Reclamation Funding Enhances Climate Resiliency Efforts in the Sacramento Region

By on November 2, 2019
California Drought Funding

More than $1.15 million in direct funding from the U.S. Bureau of Reclamation’s Basin Study Program has been awarded to the Sacramento region to advance the Sacramento Regional Water Bank and River Arc. The two projects are key to the region’s efforts to enhance resilience to climate change in the coming years.

An innovative groundwater storage program, the Sacramento Regional Water Bank provides the potential for providing both local and statewide water reliability and environmental benefits. Reclamation’s funding will allow the Water Bank to assist the region in developing a sustainable increase use of groundwater as a local water source for use during dry weather periods. In turn, this will allow more water to flow down the lower American River for environmental needs.

With a new conveyance and water treatment facility along the Sacramento River, the River Arc project is intended to help the region diversify water supplies and reduce reliance on the lower American River. This alternative diversion on the Sacramento River was supported as part of the region’s historic Water Forum Agreement and signed in 2000.

Funding of these two projects will allow Reclamation and local partners, including the Regional Water Authority (RWA) and Placer County Water Agency (PCWA), to explore how the Water Bank and River Arc projects could increase local water reliability while providing Reclamation with greater flexibility in operating Folsom Reservoir. Additionally, the Reclamation funding will allow RWA and PCWA to develop and evaluate strategies for operating the Water Bank and River Arc with technical modeling of operating scenarios.

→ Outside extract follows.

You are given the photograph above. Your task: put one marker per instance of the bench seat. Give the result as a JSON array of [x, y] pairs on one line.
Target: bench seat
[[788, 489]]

Reclamation’s WaterSMART Basin Studies are collaborative studies, cost-shared with non-Federal partners, to evaluate water supply and demand and help ensure reliable water supplies by identifying strategies to address imbalances in water supply and demand. Each study includes four key elements:

  • State-of-the-art projections of future supply and demand by river basin.
  • An analysis of how the basin’s existing water and power operations and infrastructure will perform in the face of changing water realities.
  • Development of strategies to meet current and future water demands.
  • A trade-off analysis of strategies identified.